People with robotic wings, people that can learn the language of a person while he/she sleeps? Birds trained to sing in duets and trios like no others in the Earth? All this happening deep inside a huge cave, humans not aware of?
Yes; in Edward Bulwer-Lytton' novel The Coming Race, there is an underground civilization that can control their climate, that can influence other people's mind, and their environment, their vegetation and their animals. They have the power of the Vril.
Bulwer-Lytton expresses a thought that can lead to powerful mind-controlling experiences like mesmerism, telepathy, and clairvoyance:
Zee asked me if, in my world, it was not known that all the faculties of the mind could be quickened to a degree unknown in the waking state, by trance or vision, in which the thoughts of one brain could be transmitted to another, and knowledge be thus rapidly interchanged.
According to their tradition, they are the descendants of tribes the sought refuge under caverns when some kind of Deluge --a big Flood-- that changed the face of the Earth. "Wandering through these hollows, they lost sight of the upper world forever." Their place is not a mere huge cave, we should think of it as the size of a modern big city like New York, or Paris, or Berlin.
The Vril is a form of energy that was slowly discovered the inhabitants of that underground city.
It can destroy like the flash of lightning; yet, differently applied, it can replenish or invigorate life, heal, and preserve, and on it they chiefly rely for the cure of disease, or rather for enabling the physical organisation to re-establish the due equilibrium of its natural powers, and thereby to cure" itself.
These people call themselves the Vril-ya, a term that stands for: "The Civilised Nations". For this reason all theological speculations is eluded.
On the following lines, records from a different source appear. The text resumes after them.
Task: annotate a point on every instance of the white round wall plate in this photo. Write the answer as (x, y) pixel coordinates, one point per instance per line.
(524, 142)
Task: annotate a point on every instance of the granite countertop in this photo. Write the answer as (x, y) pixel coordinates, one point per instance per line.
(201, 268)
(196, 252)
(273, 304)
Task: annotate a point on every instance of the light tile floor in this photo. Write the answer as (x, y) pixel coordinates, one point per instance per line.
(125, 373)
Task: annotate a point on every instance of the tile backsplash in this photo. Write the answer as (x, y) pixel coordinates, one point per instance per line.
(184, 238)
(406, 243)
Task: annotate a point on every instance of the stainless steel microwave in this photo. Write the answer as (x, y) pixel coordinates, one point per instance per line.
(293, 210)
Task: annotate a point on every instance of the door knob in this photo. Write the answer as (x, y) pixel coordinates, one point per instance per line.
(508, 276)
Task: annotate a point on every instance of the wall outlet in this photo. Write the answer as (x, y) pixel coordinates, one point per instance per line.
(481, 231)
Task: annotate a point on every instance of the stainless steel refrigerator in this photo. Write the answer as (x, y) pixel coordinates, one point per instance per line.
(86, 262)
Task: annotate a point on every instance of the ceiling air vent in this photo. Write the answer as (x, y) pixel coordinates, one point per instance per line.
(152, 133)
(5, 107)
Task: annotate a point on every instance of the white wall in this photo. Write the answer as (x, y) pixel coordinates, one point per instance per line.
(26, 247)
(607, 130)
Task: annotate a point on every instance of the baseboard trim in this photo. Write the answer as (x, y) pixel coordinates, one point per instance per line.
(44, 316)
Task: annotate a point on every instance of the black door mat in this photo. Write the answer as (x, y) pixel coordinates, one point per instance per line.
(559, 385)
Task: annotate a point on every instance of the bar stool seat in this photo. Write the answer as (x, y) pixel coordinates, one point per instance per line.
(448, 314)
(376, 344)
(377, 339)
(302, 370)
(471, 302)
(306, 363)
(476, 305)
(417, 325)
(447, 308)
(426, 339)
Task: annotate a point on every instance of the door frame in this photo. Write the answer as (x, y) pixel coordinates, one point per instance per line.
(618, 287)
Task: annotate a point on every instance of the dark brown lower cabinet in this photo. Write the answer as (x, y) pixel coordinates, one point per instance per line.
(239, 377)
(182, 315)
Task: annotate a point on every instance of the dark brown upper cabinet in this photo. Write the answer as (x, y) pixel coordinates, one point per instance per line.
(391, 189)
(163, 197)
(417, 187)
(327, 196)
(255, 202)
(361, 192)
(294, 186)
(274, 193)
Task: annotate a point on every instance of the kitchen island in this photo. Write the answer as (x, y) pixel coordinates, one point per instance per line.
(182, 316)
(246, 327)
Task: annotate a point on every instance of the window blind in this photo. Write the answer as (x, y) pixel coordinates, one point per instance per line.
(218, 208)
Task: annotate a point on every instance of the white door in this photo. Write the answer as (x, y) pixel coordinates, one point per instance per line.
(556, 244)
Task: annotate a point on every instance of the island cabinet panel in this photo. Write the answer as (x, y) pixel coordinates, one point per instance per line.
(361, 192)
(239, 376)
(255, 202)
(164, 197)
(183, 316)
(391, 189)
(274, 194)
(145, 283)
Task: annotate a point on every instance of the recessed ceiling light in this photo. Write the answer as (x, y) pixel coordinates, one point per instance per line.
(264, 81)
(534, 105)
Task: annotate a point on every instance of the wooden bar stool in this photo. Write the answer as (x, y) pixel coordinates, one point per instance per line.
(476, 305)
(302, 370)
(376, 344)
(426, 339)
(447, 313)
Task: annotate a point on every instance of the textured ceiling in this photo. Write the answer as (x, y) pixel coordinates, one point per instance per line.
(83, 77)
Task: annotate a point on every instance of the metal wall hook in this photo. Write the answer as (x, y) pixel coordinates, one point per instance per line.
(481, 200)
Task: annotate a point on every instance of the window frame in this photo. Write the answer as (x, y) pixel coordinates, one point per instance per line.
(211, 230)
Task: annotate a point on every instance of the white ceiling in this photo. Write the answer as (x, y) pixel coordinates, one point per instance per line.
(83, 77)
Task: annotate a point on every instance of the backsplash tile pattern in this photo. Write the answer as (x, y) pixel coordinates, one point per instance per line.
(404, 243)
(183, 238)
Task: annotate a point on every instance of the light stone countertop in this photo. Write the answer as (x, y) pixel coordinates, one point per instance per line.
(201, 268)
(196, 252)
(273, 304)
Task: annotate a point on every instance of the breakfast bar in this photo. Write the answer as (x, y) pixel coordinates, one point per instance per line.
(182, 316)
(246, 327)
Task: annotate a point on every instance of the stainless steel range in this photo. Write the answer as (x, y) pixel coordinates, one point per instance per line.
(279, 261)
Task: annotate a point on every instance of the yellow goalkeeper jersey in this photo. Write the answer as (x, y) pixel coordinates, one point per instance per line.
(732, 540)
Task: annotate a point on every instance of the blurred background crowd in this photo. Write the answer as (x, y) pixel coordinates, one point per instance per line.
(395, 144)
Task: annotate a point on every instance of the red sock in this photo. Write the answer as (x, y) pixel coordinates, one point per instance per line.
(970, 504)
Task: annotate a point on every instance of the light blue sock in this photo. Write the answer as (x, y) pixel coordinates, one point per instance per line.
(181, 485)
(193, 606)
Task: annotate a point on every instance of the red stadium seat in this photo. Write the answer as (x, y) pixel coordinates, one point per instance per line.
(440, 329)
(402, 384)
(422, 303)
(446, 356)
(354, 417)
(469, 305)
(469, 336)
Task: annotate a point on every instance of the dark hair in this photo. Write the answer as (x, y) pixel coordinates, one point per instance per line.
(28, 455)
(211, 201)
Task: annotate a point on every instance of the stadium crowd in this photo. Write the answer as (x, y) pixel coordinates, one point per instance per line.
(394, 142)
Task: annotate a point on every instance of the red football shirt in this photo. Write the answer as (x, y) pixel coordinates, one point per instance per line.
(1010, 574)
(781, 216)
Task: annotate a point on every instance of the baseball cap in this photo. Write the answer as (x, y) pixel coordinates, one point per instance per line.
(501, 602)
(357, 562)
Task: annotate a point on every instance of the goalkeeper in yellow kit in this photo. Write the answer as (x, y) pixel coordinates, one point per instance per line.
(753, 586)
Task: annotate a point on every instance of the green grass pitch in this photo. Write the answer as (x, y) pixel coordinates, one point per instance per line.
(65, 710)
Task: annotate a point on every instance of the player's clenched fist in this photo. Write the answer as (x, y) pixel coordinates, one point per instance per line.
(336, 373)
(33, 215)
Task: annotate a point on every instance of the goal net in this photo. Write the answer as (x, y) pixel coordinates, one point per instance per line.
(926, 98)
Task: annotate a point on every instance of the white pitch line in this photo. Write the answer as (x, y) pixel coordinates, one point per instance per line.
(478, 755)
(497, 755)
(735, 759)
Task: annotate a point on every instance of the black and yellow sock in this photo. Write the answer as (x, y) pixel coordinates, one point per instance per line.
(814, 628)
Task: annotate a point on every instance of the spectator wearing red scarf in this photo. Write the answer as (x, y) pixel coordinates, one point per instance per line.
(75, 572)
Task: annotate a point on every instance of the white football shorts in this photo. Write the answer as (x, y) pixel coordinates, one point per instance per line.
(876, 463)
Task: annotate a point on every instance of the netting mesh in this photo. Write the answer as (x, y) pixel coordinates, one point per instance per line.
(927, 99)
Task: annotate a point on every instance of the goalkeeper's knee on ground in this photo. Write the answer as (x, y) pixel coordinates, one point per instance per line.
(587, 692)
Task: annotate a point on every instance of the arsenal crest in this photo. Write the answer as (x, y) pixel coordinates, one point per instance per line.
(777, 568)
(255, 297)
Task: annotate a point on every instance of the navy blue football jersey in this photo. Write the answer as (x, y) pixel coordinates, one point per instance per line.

Vril was also used for some kind of health-bath like those we see with thermal baths. The Vril is an all-encompassing substance that penetrates every aspect of their life, even their religion:
This people have a religion, and, whatever may be said against it, at least it has these strange peculiarities: firstly, that all believe in the creed they profess; secondly, that they all practice the precepts which the creed inculcates. They unite in the worship of one divine Creator and Sustainer of the universe. They believe that it is one of the properties of the all-permeating agency of vril, to transmit to the well-spring of life and intelligence every thought that a living creature can conceive
However, even when they had some form of Bible-like ancient manuscripts "these were found to lead to such heated and angry disputations as not only to shake the peace of the community and divide families before the most united, but in the course of discussing the attributes of the Diety, the existence of the Diety Himself became argued away, or, what was worse, became invested with the passions and infirmities of the human disputants". With these words, the author criticizes the multitude of Biblical interpretations that fuel angry disputes and never-ending wars among ourselves. Same goes for other sacred texts of the many religions humans have invented.
In chapter XVI, Bulwer-Lytton describes a kind of walking staff the Vril-ya use for multiple activities from destroying to healing. "It is usually carried in the convenient size of a walking-staff, but it has slides by which it can be lengthened or shortened at will."
The Vril fluid was so potent that it was capable to "... reduce to ashes within a space of time too short for me to venture to specify it, a capital twice as vast as London." No wonder some people attribute to the Hitler's army an intense search for such a weapon. Keep in mind that the World War took effect by decade of the 1940's, and that Bulwer-Lytton wrote his novel The Coming Race long after that, by the year 1871; so the Vril-power was very well-known by the general public and by Hitler's generals as well.